First, if you have seen the film GRAVE OF THE VAMPIRE with Michael Pataki then you kind of know what you're in for. Same director.
In this case we have the tale of Michael Donovan. A dock worker. He works hard, drinks hard and gambles hard. The last one has put him in big trouble with the local syndicate and they frame him for a bigger debt to try and get him to work for them.
He wants nothing to do with it. So, he goes on the run and they are after him to bust him up...or worse.
In a final showdown, the gangsters lay siege to his lady friends house, but Michael Donovan has a huge old quail rifle that puts really big holes in the bad guys. Not really a fair fight.
This sounds like a pretty normal, exploitation flick, doesn't it?
Yeah, then we add a sub plot involving a kinky sex mansion and the fact that every move by the gangsters is monitored by a computer. The computer tells them to bust Michael's fingers. To set up a stripper at a local bar. To cut Michael loose when he kills too many gangsters. The computer determines everything.
Sweet Trash also serves, as do a lot of low budget exploitation films, as a time capsule of New York of the 70's. There is one haunting scene of the homeless on the streets just sitting in despair and the actor who plays Michael helps another man move a passed out wino from the middle of the sidewalk.
Director John Hayes revels in the red stuff when Michael shoots the bad guys the red stuff flies in an explosion of gore. No neat, red bullets holes for this guy.  
Finally, about half way through the film Michael's idea of hiding out from the bad guys is to go on a bender and drinks as much booze as possible. It seems to work because they don't manage to find him until he looses it and in a case of the DTs throws himself out a window after a group of dock workers beat a half naked Puerto Rican neighbor of his to death with baseball bats.
Yeah, that might have been his DTs manifesting. It didn't seem real to me.
This was a good movie. I might need to buy the double feature from Vinegar Syndrome in the near future.
If you do decide to watch it always look at the floor. The houses they shoot in are gorgeous with beautiful hard wood floors. In every shot there are carpet remnants on the floor with no attempt to hide them and the stairs have carpet tacked to them. It starts to become comedic after a while that no attempt to hide the protection of the floors is done. I think they thought that the plethora of naked women on the screen would prevent any one from noticing.
Yeah, I noticed.

Thursday, August 20, 2015


I went back through what has already been written. I considered changing one of the main characters occupations and then decided against it. It's cliche, but it works. Nine chapters done with very little need for rewrite is a great start. I have seen sketches of the cover from my buddy, Linc Polderman. It is awesome, but I'm making everyone wait for finished product before I reveal it. I had earlier mentioned that I wanted to step up the gore factor. The re read tells me that's not necessary. It's pretty damned gory already.

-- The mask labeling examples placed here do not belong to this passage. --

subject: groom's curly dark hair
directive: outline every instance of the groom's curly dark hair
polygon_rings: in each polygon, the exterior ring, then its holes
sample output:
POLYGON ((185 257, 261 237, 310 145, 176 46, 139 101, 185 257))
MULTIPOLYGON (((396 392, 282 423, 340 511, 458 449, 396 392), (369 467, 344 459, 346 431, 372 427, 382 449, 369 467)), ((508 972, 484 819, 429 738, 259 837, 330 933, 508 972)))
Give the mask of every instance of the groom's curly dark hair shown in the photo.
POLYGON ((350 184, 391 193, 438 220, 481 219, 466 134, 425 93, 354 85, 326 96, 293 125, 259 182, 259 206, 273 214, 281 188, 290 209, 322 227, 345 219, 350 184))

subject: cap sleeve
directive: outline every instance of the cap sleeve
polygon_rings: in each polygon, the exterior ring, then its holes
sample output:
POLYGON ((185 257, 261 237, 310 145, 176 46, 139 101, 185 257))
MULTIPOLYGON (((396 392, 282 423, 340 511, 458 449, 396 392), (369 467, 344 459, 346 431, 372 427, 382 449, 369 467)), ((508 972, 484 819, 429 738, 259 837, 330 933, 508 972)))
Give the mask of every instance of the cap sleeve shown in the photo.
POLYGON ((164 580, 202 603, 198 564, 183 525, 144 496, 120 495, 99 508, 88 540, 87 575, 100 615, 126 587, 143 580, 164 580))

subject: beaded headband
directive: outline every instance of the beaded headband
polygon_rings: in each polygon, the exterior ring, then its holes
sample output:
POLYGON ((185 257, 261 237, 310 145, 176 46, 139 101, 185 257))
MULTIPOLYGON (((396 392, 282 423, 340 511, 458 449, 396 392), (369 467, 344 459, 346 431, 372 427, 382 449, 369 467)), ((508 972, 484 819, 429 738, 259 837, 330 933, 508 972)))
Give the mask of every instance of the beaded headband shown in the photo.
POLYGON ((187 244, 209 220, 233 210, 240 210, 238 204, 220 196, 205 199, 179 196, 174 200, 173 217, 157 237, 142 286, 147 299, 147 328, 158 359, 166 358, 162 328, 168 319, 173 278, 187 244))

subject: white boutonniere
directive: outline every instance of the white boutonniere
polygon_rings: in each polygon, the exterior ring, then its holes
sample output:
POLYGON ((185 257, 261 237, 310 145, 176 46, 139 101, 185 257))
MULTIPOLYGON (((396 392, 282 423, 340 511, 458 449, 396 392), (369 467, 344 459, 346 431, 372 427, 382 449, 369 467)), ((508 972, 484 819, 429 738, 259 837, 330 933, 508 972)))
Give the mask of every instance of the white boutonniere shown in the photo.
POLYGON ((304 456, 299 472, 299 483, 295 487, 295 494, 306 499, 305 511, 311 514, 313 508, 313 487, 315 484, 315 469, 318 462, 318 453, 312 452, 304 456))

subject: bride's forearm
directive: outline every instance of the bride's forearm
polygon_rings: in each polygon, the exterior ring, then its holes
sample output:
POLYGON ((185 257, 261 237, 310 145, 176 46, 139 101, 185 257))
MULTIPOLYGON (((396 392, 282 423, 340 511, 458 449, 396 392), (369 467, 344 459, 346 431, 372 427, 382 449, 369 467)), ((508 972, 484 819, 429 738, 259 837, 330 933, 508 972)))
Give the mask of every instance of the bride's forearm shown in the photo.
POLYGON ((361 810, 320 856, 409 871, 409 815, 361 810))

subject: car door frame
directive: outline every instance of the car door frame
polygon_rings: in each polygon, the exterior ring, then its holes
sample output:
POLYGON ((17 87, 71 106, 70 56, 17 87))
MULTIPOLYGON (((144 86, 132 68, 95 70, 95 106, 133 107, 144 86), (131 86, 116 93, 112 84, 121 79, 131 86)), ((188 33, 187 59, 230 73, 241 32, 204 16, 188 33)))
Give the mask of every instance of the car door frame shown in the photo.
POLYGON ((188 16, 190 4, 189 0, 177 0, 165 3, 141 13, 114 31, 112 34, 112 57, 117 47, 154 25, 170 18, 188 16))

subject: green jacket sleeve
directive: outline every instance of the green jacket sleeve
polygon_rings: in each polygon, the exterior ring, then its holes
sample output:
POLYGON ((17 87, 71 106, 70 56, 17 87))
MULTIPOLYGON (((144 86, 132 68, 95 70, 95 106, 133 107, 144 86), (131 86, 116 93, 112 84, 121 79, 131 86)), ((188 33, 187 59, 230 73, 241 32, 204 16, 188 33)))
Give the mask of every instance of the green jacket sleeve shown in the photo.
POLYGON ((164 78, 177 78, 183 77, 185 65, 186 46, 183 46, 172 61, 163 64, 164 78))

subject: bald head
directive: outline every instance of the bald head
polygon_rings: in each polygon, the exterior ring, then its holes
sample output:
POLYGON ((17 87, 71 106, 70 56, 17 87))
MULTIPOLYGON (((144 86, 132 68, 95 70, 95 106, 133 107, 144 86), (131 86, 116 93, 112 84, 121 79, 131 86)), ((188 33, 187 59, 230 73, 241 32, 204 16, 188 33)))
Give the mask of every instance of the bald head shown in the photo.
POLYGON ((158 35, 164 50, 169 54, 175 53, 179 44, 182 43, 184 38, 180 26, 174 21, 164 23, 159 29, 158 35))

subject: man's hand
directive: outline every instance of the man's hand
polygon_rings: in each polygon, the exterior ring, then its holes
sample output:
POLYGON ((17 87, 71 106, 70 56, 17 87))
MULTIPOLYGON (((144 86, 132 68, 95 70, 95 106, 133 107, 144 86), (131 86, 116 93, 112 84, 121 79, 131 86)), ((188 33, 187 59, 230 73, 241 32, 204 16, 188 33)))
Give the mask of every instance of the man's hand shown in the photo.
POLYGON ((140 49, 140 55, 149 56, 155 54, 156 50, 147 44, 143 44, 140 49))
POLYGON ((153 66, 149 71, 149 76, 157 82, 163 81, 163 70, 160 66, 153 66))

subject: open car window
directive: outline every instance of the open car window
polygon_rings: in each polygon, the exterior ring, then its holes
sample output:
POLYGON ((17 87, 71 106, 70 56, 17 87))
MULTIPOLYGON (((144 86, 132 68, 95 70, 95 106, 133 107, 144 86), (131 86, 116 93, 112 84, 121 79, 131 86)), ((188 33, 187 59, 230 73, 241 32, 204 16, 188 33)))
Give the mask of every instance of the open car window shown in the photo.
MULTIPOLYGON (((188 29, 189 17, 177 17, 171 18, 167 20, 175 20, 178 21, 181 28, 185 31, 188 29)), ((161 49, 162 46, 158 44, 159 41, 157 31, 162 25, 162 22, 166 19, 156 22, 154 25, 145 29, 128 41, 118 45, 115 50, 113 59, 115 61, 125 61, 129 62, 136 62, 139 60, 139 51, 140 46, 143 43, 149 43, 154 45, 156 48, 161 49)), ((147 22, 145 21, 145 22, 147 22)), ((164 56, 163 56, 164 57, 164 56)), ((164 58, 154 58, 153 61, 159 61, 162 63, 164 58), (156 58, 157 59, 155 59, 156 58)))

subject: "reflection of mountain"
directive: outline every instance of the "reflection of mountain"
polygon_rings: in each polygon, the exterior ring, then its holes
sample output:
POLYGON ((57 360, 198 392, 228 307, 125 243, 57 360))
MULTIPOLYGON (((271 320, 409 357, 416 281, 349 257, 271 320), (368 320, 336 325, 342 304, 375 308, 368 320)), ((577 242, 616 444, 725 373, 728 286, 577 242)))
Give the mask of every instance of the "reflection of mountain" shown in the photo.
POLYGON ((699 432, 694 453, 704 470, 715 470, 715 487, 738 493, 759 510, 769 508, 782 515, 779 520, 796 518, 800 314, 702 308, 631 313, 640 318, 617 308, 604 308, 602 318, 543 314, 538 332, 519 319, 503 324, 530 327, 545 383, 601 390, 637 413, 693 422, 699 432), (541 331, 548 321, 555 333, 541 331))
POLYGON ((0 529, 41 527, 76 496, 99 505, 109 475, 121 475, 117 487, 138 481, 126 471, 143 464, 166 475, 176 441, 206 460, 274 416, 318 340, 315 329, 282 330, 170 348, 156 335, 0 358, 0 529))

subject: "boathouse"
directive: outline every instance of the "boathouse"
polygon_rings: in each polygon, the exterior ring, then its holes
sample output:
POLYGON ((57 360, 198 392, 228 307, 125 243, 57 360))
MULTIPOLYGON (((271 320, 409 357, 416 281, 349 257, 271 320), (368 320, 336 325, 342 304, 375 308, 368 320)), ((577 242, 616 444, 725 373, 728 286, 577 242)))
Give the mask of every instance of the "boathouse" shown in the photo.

Thanks for reading, here's a squirrel;

Saturday, August 15, 2015


So, for a while now, I have been working off and on on a novel about killer squirrels. It's going pretty well, but I don't see an end to it that doesn;t sound like the end of a James Herbert Killer Rat novel. There are a few of those. Anyway, I was riding my bike and realized I was looking at it wrong. It needs to be loud, offensive, exploitative. Like a nature gone wild, really bad B-Movie.
That helped with the thought process.
I also killed the title.
Originally, it was being called The Meek. You know, The Meek Shall Inherit The Earth quote. I thought it was pretty damned clever.
Then the new title came to me.
I saw the cover. The title. All of it.
And that was awesome.
So, my friend, Linc Polderman is working on some cover ideas. I told him what I want so I can't wait to see it.
The novel was pretty gruesome to begin with, now, well it's getting out of hand.
I like it.
I will keep you all posted as it progresses.
Thanks for reading.



Years ago we cut the cable to our TV. We got a ROKU box and life is better. We stream Amazon, HULU, Netflix and Full Moon. Yes, I have a subscription to Charles Band's streaming channel. IT is awesome. Don't judge me. Shut up.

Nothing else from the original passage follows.